Running a basic Python workflow

In addition to workflow languages like CWL and WDL, Toil supports running workflows written against its Python API.

An example Toil Python workflow can be run with just three steps:

  1. Install Toil (see Installation)

  2. Copy and paste the following code block into a new file called helloWorld.py:

from toil.common import Toil
from toil.job import Job


def helloWorld(message, memory="1G", cores=1, disk="1G"):
    return f"Hello, world!, here's a message: {message}"

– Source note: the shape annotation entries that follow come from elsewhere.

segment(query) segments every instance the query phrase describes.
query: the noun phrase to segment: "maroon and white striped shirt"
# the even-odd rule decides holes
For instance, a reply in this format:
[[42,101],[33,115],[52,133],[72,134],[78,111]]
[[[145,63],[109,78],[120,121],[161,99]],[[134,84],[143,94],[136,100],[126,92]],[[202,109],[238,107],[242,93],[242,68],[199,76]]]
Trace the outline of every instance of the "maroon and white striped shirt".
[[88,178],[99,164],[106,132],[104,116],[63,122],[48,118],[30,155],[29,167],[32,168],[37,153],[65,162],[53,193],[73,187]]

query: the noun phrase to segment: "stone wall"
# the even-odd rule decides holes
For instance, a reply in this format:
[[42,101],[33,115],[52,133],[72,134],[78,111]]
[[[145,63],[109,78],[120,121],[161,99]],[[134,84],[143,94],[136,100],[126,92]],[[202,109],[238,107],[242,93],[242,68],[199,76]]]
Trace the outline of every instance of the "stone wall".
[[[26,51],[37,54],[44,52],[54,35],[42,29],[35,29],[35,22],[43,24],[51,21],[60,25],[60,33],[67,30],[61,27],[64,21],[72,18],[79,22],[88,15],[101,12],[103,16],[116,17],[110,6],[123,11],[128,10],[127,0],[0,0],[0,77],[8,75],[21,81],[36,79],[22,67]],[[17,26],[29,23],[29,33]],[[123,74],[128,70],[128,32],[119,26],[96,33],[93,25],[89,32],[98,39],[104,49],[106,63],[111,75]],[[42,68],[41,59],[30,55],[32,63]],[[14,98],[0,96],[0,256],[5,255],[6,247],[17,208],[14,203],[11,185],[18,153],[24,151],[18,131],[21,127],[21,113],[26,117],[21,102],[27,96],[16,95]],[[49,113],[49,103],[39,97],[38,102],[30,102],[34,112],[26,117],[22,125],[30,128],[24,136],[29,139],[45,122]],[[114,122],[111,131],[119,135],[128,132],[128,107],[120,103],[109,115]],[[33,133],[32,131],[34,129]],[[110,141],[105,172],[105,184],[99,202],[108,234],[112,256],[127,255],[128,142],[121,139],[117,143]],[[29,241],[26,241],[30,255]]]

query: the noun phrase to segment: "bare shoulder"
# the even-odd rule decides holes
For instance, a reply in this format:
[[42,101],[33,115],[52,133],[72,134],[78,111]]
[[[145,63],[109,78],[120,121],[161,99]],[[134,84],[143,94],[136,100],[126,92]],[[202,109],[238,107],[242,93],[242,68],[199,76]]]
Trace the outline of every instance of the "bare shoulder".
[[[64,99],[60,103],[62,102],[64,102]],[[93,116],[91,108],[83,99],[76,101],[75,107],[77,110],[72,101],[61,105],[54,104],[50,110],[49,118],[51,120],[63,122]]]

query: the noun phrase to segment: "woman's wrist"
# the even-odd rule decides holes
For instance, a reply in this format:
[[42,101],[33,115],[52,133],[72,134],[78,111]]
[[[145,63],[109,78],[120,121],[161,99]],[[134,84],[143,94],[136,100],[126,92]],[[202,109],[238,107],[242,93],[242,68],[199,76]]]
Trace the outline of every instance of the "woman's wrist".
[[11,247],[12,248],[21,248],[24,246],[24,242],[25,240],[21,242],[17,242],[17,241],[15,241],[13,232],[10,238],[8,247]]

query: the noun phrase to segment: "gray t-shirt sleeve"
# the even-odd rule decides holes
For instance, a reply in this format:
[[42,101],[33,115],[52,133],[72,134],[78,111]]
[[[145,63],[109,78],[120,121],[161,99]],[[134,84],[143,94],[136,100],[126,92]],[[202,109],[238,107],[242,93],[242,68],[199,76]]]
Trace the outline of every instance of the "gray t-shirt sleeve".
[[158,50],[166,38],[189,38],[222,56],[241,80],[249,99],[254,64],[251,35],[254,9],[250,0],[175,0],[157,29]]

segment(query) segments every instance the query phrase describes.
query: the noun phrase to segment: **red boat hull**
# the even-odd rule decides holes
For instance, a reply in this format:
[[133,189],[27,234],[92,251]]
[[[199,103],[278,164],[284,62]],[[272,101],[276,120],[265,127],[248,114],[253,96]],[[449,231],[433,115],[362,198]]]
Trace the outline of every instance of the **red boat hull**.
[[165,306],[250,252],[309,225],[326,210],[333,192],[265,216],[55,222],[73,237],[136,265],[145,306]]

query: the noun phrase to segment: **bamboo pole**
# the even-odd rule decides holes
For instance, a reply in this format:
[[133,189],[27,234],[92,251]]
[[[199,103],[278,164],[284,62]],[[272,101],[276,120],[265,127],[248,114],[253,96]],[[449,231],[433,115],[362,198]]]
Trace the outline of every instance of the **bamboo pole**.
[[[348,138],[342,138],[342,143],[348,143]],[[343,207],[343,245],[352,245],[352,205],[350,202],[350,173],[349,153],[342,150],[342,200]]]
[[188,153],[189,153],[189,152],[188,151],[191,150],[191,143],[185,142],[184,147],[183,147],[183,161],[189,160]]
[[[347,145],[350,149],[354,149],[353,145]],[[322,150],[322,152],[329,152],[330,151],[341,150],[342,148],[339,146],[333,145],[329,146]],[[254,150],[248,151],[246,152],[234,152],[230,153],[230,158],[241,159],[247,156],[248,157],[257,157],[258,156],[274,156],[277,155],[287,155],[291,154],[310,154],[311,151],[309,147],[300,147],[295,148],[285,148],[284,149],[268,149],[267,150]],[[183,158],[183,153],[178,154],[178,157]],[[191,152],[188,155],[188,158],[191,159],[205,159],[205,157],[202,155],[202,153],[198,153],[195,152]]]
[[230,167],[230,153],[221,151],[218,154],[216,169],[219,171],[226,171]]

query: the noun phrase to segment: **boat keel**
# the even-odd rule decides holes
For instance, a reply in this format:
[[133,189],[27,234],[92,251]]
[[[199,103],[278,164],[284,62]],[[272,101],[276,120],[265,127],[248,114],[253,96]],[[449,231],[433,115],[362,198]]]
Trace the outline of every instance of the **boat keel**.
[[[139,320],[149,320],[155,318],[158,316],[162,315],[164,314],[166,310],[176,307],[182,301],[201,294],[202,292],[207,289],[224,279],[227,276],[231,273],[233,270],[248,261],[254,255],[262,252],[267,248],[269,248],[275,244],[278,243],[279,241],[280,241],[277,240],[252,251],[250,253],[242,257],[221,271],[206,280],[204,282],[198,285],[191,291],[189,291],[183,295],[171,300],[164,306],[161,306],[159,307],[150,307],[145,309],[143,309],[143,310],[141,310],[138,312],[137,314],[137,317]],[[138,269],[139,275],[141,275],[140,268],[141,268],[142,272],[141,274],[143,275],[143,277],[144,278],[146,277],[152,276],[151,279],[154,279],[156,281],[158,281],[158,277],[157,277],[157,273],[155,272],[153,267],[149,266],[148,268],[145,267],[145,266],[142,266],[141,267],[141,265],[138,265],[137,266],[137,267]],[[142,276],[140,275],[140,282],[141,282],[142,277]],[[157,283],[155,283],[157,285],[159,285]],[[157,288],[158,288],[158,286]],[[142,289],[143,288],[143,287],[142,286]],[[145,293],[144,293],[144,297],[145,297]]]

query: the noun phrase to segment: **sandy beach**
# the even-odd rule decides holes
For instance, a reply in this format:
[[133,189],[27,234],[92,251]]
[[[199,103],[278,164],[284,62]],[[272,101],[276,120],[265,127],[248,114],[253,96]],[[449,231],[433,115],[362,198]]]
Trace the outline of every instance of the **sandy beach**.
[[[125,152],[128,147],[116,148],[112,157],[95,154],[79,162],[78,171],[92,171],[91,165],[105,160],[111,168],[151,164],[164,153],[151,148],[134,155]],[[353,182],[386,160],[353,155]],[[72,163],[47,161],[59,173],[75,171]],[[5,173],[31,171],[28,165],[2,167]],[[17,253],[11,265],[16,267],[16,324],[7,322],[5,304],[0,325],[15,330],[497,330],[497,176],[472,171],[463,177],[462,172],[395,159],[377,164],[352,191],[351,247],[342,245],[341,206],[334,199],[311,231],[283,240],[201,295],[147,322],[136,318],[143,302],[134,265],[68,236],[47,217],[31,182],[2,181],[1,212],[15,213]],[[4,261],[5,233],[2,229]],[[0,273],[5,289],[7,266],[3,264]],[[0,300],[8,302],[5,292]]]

if __name__ == "__main__":
    parser = Job.Runner.getDefaultArgumentParser()
    options = parser.parse_args()
    options.clean = "always"
    with Toil(options) as toil:
        output = toil.start(Job.wrapFn(helloWorld, "You did it!"))
    print(output)
  1. Specify the name of the job store and run the workflow:

    (venv) $ python3 helloWorld.py file:my-job-store
    

For something beyond a “Hello, world!” example, refer to A (more) real-world example.

Toil’s customization options are available in Python workflows. Run python3 helloWorld.py --help to see a complete list of available options.

A (more) real-world example

For a more detailed example and explanation, we’ve developed a sample pipeline that merge-sorts a temporary file. This is not supposed to be an efficient sorting program, rather a more fully worked example of what Toil is capable of.

Running the example

  1. Download the example code

  2. Run it with the default settings:

    (venv) $ python3 sort.py file:jobStore
    

    The workflow created a file called sortedFile.txt in your current directory. Have a look at it and notice that it contains a whole lot of sorted lines!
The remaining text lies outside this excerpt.